„Kolejnych 18 modułów wyrzutni HOMAR-K już w Polsce” – ogłosił w mediach społecznościowych minister obrony narodowej. We wpisie poinformował, że zanim sprzęt zostanie przydzielony do konkretnych jednostek Wojska Polskiego, przejdzie proces integracji z podwoziem polskich pojazdów Jelcz. Połączenie zostanie przeprowadzone w Hucie Stalowa Wola.
Wojsko Polskie. Wyrzutnie HOMAR-K trafiły do Polski przed terminem
Skarb Państwa – Agencja Uzbrojenia zawarła dwie umowy wykonawcze z koreańskim podmiotem Hanwha Aerospace Co. Ltd. Pierwsza podpisana została 4 listopada 2022 r. i dotyczyła pozyskania 218 modułów wieloprowadnicowych wyrzutni rakietowych oraz ich integracja z podwoziem Jelcz wraz z pakietami logistycznym i szkoleniowym oraz zapasem amunicji.
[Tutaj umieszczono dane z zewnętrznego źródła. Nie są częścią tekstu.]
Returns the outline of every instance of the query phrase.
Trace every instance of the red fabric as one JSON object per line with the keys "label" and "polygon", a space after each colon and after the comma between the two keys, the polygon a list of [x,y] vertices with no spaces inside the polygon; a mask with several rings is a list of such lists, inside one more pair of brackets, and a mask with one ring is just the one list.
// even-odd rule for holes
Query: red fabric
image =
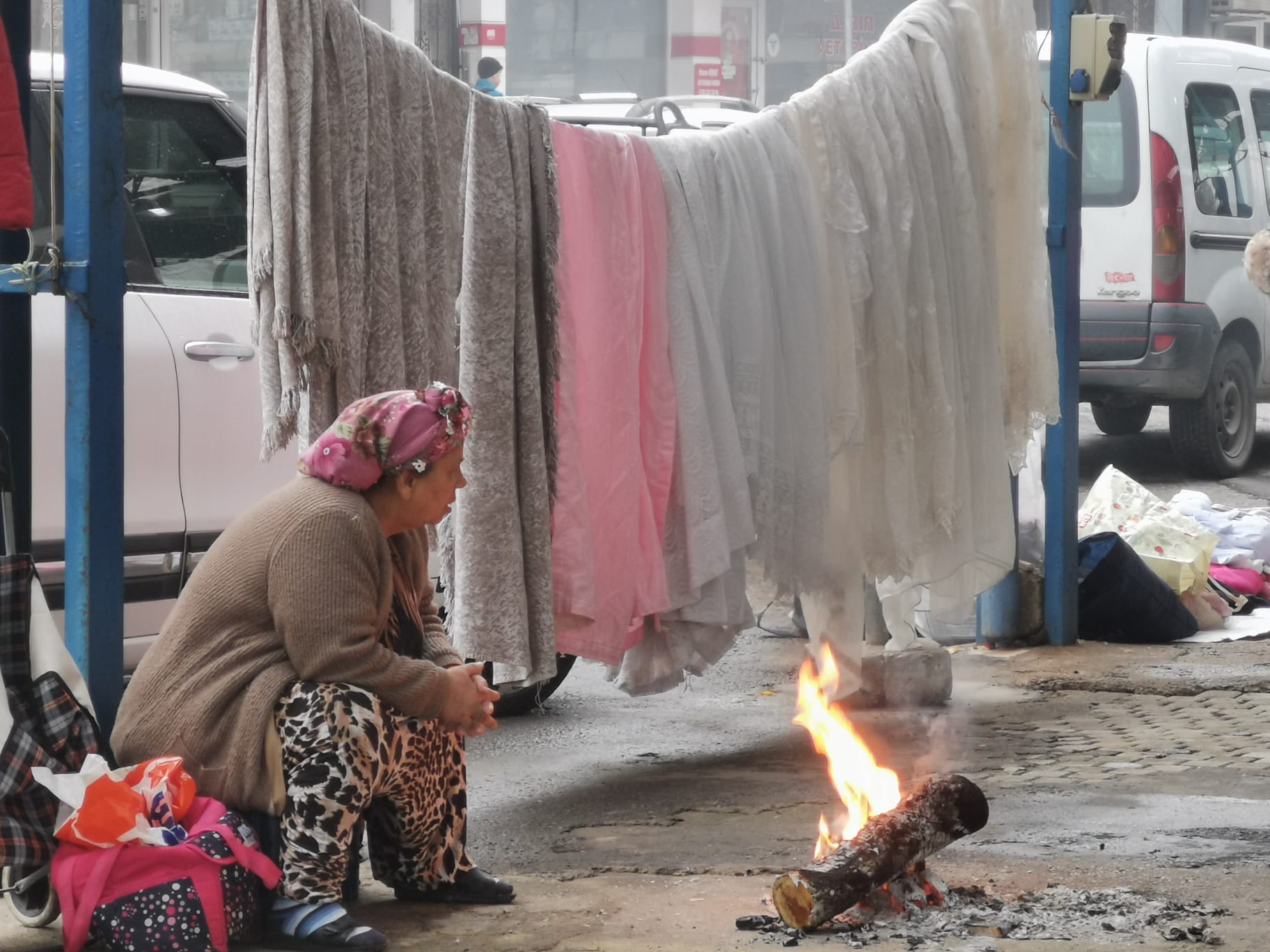
{"label": "red fabric", "polygon": [[1214,565],[1208,572],[1237,595],[1260,595],[1265,590],[1265,579],[1256,569],[1232,569],[1228,565]]}
{"label": "red fabric", "polygon": [[9,38],[0,23],[0,228],[20,231],[34,223],[36,193],[18,109],[18,77],[9,56]]}
{"label": "red fabric", "polygon": [[[185,814],[184,828],[193,839],[199,833],[220,829],[226,814],[224,803],[211,797],[194,797]],[[220,868],[237,862],[273,889],[281,873],[268,857],[239,843],[227,826],[224,839],[234,850],[230,859],[213,859],[193,843],[179,847],[123,845],[109,849],[64,843],[53,857],[52,881],[62,904],[62,942],[66,952],[79,952],[88,942],[93,910],[133,892],[190,878],[203,897],[203,914],[217,952],[229,949],[229,925],[221,896]]]}

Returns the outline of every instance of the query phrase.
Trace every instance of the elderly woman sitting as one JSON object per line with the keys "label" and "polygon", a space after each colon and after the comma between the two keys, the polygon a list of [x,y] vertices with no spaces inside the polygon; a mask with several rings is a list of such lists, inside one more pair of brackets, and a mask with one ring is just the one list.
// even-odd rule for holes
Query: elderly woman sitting
{"label": "elderly woman sitting", "polygon": [[344,410],[307,479],[207,553],[123,697],[123,762],[179,754],[202,793],[281,815],[271,947],[386,946],[339,904],[362,819],[398,899],[512,899],[465,849],[464,735],[497,726],[498,694],[446,638],[422,532],[466,485],[470,420],[439,383]]}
Jej koszt wynosił 3,55 mld dolarów.
25 kwietnia 2024 r. zawarto drugą umowę, która dotyczyła 290 modułów wyrzutni HOMAR-K. Założeniem porozumienia ma być również m.in. transfer technologii obejmujący serwis modułów i produkcję części zamiennych na terytorium Polski oraz ustanowienie potencjału przemysłowego w zakresie dalszej produkcji wyrzutni. Terminy dostaw zostały przewidziane na lata 2026-2029. Umowa opiewała na ok. 1,6 mld dolarów.
Systemy HOMAR-K oparte są na południowokoreańskich wieloprowadnicowych wyrzutniach rakietowych (K239 Chunmoo), które dostosowane zostały do potrzeb Sił Zbrojnych RP. Zdolne są do wystrzeliwania kilku typów kierowanych pocisków rakietowych. Wyrzutnia ma dwa zasobniki rakietowe, które mieszczą dwa rodzaje rakiet. W każdym z nich mieści się sześć kierowanych rakiet kalibru 239 mm o zasięgu 80 km lub jedna kierowana taktyczna rakieta kalibru 607 mm o zasięgu 290 km.